Senior Sarah Watson Wins Northwestern Oratorical Contest

Senior Sarah Watson Wins Northwestern Oratorical Contest

Sarah Watson

SESP senior Sarah Watson won the first Martin Luther King Jr. Oratorical Contest held at Northwestern University. As the winner, Watson gave her winning oration at the Martin Luther King Jr. Commemoration event at Northwestern's Pick-Staiger Concert Hall on January 26.

Three finalists were chosen to present their speeches to an audience and judges at McCormick Auditorium on January 19. The finalists for this oral advocacy stage were selected on the basis of essays and videos that students had submitted to the judges earlier.

During the oral advocacy stage, judges evaluated the finalists’ speeches on quality, content, persuasiveness, style, organization and creativity. Watson was announced as the winner of the contest.

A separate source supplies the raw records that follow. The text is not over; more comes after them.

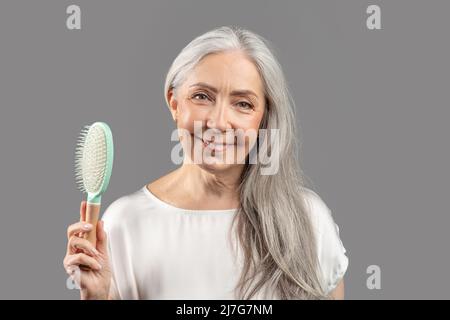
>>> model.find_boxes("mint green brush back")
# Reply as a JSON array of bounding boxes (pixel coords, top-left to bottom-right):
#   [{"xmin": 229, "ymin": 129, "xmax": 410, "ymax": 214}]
[{"xmin": 75, "ymin": 122, "xmax": 114, "ymax": 245}]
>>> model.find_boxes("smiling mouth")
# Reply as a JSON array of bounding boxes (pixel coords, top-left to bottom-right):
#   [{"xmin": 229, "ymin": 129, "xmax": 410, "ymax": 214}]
[{"xmin": 195, "ymin": 136, "xmax": 236, "ymax": 151}]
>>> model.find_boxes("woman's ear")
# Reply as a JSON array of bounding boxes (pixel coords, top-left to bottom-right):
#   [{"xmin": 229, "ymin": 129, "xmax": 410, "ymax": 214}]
[{"xmin": 167, "ymin": 88, "xmax": 178, "ymax": 121}]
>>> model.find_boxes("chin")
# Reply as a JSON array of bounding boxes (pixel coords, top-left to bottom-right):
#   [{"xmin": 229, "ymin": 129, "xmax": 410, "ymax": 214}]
[{"xmin": 197, "ymin": 161, "xmax": 237, "ymax": 172}]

In addition to Watson, the other two finalists in the contest were SESP junior Zane Waxman and Weinberg freshman Sumaia Masoom. The top three contestants had a personal audience with the MLK Commemoration speaker Michelle Alexander.

Initially, contest participants entered the competition by submitting essays and videotaped speeches in response to this quotation by Martin Luther King Jr.: “A riot is the language of the unheard.”

Watson discussed the news events that occurred recently in Ferguson, Missouri, in connection with racial discrimination in policing and the larger issue of civil disobedience.

In her speech, Watson referenced the film The Great Debaters, a movie about civil disobedience. “The closing scene taught me a crucial lesson about the ways that black people experience the criminal justice system in the United States,” Watson said in her speech.

She added, “It is hypocritical in and of itself to tell people who are oppressed by the law that in order to stop being oppressed, they need to respect the very law that oppresses them.”

Northwestern University initiated the Martin Luther King Jr. Oratorical Contest to further the University’s recognition of King, which was also commemorated with speeches and other events for Martin Luther King Jr. Day.